The Supreme Court has given a unanimous rebuke to the Conservative government’s attempt to transform the Senate into an elected body without provincial consent, a ruling Prime Minister Stephen Harper said leaves him with little choice but to abandon his long fight to reform the Red Chamber.
Mr. Harper had said he wanted to democratize the Senate or kill it, but the court ruled that his government could do neither as it proposed to do – unilaterally create a system of elections and nine-year term limits, or abolish it with the approval of seven provinces with half the population. The court said abolition required unanimous consent, while elections and term limits would need at least seven provinces with half the population on board.
“The Senate is a core component of the Canadian federal structure of government,” said the ruling, which was written in the court’s name rather than by an individual so it would be seen to carry the court’s full weight. “As such, changes that affect its fundamental nature and role engage the interests of the stakeholders in our constitutional design – i.e. the federal government and the provinces – and cannot be achieved by Parliament acting alone.”
The court was responding to a request from the government for a legal opinion on whether it could go ahead with the proposed Senate Reform Act. Mr. Harper called the rejection “a decision for the status quo. A status quo that is supported by virtually no Canadian.”
The Senate is embroiled in a controversy over expenses, and provincial legislatures in Manitoba and Saskatchewan have called for its abolition. But the country has no appetite for “a bunch of constitutional negotiations,” Mr. Harper said. “We know full well that there’s no consensus among the provinces, there’s no willingness to reopen the Canadian constitution.” Some Conservatives previously called for a referendum on Senate reform, but Democratic Reform Minister Pierre Poilievre said the government is not planning one.

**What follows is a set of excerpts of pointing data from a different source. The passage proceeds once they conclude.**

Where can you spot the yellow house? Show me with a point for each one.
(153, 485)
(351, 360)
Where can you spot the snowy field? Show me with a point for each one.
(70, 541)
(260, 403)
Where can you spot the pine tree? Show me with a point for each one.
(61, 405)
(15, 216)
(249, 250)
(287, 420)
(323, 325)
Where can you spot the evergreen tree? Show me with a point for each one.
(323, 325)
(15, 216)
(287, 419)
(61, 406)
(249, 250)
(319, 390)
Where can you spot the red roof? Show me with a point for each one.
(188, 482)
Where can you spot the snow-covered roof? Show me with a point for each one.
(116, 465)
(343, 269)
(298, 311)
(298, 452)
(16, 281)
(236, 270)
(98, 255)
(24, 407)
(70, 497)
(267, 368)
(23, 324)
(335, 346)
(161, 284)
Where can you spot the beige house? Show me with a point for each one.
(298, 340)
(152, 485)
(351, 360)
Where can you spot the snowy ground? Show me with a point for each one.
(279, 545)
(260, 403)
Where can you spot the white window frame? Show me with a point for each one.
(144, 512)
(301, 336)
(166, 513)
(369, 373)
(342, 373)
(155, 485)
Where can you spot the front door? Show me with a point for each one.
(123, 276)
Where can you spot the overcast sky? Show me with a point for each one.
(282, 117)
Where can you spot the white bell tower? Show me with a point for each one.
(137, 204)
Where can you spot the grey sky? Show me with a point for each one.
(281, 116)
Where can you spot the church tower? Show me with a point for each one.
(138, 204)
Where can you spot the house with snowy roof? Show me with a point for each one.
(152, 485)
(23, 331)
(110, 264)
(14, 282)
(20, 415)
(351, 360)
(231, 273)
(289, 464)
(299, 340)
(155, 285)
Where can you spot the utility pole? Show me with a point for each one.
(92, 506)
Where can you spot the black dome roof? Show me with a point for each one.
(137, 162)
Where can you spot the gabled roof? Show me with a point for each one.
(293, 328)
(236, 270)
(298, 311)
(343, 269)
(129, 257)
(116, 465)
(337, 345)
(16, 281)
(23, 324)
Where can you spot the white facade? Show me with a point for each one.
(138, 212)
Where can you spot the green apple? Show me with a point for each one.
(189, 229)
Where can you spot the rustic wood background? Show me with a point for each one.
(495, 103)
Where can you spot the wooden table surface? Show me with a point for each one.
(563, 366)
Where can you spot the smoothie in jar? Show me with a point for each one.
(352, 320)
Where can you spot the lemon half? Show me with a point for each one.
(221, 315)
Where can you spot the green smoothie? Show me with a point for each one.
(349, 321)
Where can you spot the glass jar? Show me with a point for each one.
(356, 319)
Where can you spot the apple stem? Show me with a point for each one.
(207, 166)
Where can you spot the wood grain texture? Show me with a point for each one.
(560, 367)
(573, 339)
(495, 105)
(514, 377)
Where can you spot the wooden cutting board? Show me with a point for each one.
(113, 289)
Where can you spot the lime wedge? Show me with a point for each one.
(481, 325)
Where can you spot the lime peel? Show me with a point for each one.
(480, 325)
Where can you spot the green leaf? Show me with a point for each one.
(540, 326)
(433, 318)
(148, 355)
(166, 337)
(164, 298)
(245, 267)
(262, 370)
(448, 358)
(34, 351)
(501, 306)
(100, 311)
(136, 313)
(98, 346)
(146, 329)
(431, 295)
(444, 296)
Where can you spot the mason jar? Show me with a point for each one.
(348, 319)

Some premiers, such as Ontario’s Kathleen Wynne and Prince Edward Island’s Robert Ghiz, say they are open to discussions on Senate reform. But Saskatchewan Premier Brad Wall said the ruling gave a de facto veto to every province over meaningful change, and means “Canadians are stuck indefinitely with an unelected, unaccountable upper house, a principle feature of which is a representational bias against western Canada.” In any event, such discussions could open a Pandora’s box of issues around aboriginal rights and the inclusion of Quebec.
Besides, most provincial governments do not really care enough to make it worth the effort, said Roger Gibbins, a senior fellow at the Canada West Foundation, a think tank focused on the West. “I just don’t think anything’s to be gained by the federal government spending more political capital trying to round up the provinces for something they’re not really that interested in.”
He said the ruling gives Mr. Harper a chance to lift the “albatross” of Senate reform from his party’s shoulders, and to tell voters: “We gave it our best shot. Senate reform will be something for our children and grandchildren to tackle. We’re leaving the field.”
Mr. Harper was advocating Senate reform as far back as the late 1980s, when he was a policy adviser to the Reform Party. As Prime Minister, he stalled on filling vacancies while he introduced legislation mandating term limits and elections, but when those bills did not pass, he made partisan appointments. Three of the Conservative senators he appointed have been suspended over their expense claims.
The ruling was the Harper government’s fifth unanimous or near-unanimous defeat at the hands of the Supreme Court in the past month, all involving major files, such as the appointment of a new Supreme Court judge and the tough-on-crime agenda.
The Constitution says explicitly that changes to the method of selecting senators, or to the Senate’s powers, require the approval of seven provinces with 50 per cent of the population. But Ottawa argued that the reform act would not legally change the selection method, because the prime minister could reject the election winners.
The court replied that the argument put “form over substance,” and that the constitution has an “architecture” in which each plank must not be looked at on its own, but as part of a coherent whole.
Mr. Russell said the court had set out basic principles of Canada’s constitutional democracy. “It was almost like giving the alphabet to first-graders.” The court’s message was that “you don’t approach the Constitution as if it was a lawyer’s contract. You approach it as the framework for a great nation.”